Etykiety

Co tu się dzieje?

Witam!
Szybkim wstępem: Morfina to moja suka (Golden Retriever), przez którą wielokrotnie jestem świadkiem sytuacji których normalnie bym nie zobaczyła. Te sytuacje są opisywane na tym właśnie blogu. Jeśli jesteś tu przypadkiem to wiedz, że bardzo zbłądziłeś.

piątek, 22 lutego 2019

Zaginiona Nuka

Jeśli ktoś dzwoni do mnie o siódmej rano w dzień wolny, to albo wydarzyła się jakaś straszna rzecz, albo jest samobójcą i nie zdaje sobie sprawy w co się właśnie wpakował. Z zamkniętymi oczami odebrałam narzędzie szatana, zastanawiając się jakie tortury zastosuję na nadawcy połączenia.
- Halo? - wydusiłam z siebie skrzeczącym głosem.
- Proszę nie rozłączaj się, to bardzo ważne. Masz drukarkę? Proszę Cię powiedz, że masz działającą drukarkę, może być czarny tusz, wszystko jedno, halo? -
Mózg nie chciał przetwarzać informacji, nadawca mówił zbyt szybko.
- A kto mówi? -
- Asia. Błagam Cię to pilne -
- Ale co się stało, mam drukarkę, ona działa, na czarno - 
Ta konstrukcja zdania kosztowała mnie wiele wysiłku.
- Asia - analizowałam na głos. Tak to jest jak się zna cztery Asie - Po co Ci drukarka w środku nocy? -
- Ja wiem, że Ty się kładziesz po trzeciej, ale nie budziłabym Cię, gdyby to nie był nagły wypadek -
- Po czwartej... -
- Nuka uciekła -
Te dwa wyrazy zadziałały na mnie lepiej niż kawa. Z jakiegoś powodu nie potrafię przypomnieć sobie właścicieli ludzkich imion, ale z psimi nie mam najmniejszego problemu, mimo że znam piętnastu Reksiów i siedem Azorków.
- Ale jak uciekła, co się stało? -
Dowiedziałam się, że suczka biegała za piłką i w pewnym momencie zauważyła kota. Te małe futrzaki były słabością Nuki i mimo, że właścicielka natychmiast za nią pobiegła, suczka rozpłynęła się w powietrzu. Teraz spanikowana Asia dzwoniła do każdego kogo znała w nadziei na pomoc w poszukiwaniach.
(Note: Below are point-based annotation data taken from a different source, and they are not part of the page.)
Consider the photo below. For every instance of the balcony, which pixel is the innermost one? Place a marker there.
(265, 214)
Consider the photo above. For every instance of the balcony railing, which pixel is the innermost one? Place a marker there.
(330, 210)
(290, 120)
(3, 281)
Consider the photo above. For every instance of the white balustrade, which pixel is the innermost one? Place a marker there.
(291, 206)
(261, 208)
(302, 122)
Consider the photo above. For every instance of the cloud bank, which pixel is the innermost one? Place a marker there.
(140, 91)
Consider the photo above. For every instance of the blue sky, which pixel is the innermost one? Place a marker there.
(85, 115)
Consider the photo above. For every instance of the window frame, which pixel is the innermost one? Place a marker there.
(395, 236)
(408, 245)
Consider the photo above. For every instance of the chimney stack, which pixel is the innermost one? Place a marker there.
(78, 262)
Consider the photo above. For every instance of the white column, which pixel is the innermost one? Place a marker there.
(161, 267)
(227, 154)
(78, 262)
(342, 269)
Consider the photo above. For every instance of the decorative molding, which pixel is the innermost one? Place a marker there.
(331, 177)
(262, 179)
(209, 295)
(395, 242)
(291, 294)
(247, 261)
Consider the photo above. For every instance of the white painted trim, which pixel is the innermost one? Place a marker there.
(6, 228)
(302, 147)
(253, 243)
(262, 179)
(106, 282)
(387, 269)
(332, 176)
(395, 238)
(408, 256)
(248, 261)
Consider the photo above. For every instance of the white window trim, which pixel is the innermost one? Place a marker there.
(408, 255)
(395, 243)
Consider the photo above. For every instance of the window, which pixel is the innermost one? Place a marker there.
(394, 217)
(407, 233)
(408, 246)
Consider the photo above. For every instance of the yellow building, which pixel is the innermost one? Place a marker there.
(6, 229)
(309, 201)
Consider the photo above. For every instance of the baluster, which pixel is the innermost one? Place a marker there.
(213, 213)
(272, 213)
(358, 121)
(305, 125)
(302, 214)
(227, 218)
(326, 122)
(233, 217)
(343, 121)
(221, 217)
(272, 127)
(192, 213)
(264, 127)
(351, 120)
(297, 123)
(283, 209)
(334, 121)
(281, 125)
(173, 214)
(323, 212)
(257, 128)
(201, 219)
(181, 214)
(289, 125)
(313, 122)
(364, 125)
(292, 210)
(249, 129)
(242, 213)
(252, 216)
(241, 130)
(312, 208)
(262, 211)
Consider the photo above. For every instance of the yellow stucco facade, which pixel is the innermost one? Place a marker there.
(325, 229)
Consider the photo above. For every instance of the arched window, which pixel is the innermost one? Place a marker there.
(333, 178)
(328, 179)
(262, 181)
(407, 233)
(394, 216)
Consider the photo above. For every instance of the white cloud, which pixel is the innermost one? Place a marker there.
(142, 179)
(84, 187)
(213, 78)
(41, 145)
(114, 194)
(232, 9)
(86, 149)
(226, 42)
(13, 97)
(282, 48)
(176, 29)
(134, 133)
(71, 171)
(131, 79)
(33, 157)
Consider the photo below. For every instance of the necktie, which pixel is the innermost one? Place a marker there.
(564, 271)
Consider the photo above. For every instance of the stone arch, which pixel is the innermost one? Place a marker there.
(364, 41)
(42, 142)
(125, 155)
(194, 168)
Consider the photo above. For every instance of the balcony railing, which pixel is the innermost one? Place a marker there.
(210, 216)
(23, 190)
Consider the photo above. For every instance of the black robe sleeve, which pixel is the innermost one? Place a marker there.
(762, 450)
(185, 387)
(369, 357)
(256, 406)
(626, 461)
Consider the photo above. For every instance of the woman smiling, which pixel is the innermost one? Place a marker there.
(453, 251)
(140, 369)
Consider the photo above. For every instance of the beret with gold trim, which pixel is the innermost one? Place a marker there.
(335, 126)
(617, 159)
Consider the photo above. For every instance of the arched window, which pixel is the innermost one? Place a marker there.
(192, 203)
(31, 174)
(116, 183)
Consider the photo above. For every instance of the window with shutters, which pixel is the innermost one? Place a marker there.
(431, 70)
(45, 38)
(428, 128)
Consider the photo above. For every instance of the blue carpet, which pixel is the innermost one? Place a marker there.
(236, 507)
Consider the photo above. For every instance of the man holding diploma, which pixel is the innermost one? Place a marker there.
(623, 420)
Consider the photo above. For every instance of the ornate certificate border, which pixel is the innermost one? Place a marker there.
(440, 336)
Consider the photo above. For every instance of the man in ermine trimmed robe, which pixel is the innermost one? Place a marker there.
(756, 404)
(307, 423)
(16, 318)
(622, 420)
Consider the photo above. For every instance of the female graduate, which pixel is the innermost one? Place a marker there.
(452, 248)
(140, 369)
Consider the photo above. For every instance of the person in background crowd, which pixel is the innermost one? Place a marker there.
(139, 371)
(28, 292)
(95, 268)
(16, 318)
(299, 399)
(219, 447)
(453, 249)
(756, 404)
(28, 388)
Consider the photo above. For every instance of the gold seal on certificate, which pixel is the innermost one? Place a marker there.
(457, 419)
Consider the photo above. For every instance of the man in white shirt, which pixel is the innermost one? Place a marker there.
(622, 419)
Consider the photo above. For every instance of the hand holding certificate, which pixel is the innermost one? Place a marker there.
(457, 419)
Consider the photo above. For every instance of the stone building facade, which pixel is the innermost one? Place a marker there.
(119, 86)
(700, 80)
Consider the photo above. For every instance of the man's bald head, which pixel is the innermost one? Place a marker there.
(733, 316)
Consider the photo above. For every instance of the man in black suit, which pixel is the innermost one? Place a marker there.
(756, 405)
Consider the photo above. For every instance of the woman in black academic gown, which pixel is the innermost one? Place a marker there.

Okazało się, że zorganizowała już niezłą ekipę, ale nikt ze znajomych nie miał drukarki żeby wydrukować ogłoszenia. Usiadłam więc do komputera i wstukałam to co podyktowała spanikowana dziewczyna, zapewniając ją, że pogrubiłam hasła "Jest wysterylizowana" (żeby nikt nie wziął jej na rozród), oraz "wysoka nagroda pieniężna" (dla małej motywacji). Nie byłam sobie w stanie wyobrazić co czuła właścicielka. Ja pewnie postawiłabym na nogi całe miasto i pół sąsiedniego, wliczając w to rodzinę za granicą.
Zgarnęłam wydrukowane ogłoszenia i zabierając Morfi zeszłam na dół. Psia koleżanka mogła zadziałać jak wabik, więc warto było spróbować. Kiedy ja obklejałam słupy ogłoszeniowe, Asia z ekipą poszukiwawczą (łącznie 20 osób) przeczesywali miasto, wypytując ludzi. Kiedy skończyłam swoje zadanie, dołączyłam do nich. W życiu nie widziałam w oczach tej dziewczyny takiej paniki i bezradności, była bliska płaczu. Odwiedziliśmy jej dom, żeby sprawdzić, czy pies sam nie wrócił i wysłaliśmy część ludzi, żeby sprawdziła psie pola. Przeszliśmy po okolicznych sklepach mięsnych i budkach z fast foodami, gdzie mogliśmy zastać Nukę, jako że żarłocznością pobijała nawet Morfinę. Nikt nic nie wiedział, napięcie stawało się nie do wytrzymania. Telefon także milczał. Znajomi donieśli, że na polach jej nie było, przepadła. Rozglądając się i pocieszając roztrzęsioną właścicielkę, starałam się myśleć gdzie jeszcze można zajrzeć. Pies był zaczipowany, miał obrożę ze znaczkiem i znało go wielu ludzi, nie mógł zapaść się pod ziemię.
Zadzwonił telefon. Asia rozmawiała z kimś chwilę, a na jej twarz wracały kolory. Pies się znalazł, był w salonie kosmetycznym. Nie kwestionowałyśmy tego, po prostu pobiegłyśmy w tamtą stronę. Na pytania był jeszcze czas.
Kiedy przekroczyłyśmy drzwi salonu, na środku podłogi zobaczyłyśmy Nukę, otoczoną wianuszkiem głaszczących rąk. Suczka nie wyglądała na zaniepokojoną brakiem właściciela, była przeszczęśliwa i nawet nie zauważyła wejścia opiekunki. Było wzruszenie, było przytulanie i były pytania, na które niestety nikt nie znał odpowiedzi.
Do tej pory nie wiemy dlaczego pies zamiast wybrać się w podróż po okolicznych barach i jadłodajniach wybrał salon kosmetyczny, wszedł tam jak do siebie i domagał się pieszczot. Ani właścicielka Nuki, ani nikt z jej rodziny nie korzysta z usług tego miejsca. Pozostaje to więc zagadką i można tylko założyć, że futro przyszło zrobić sobie pazurki.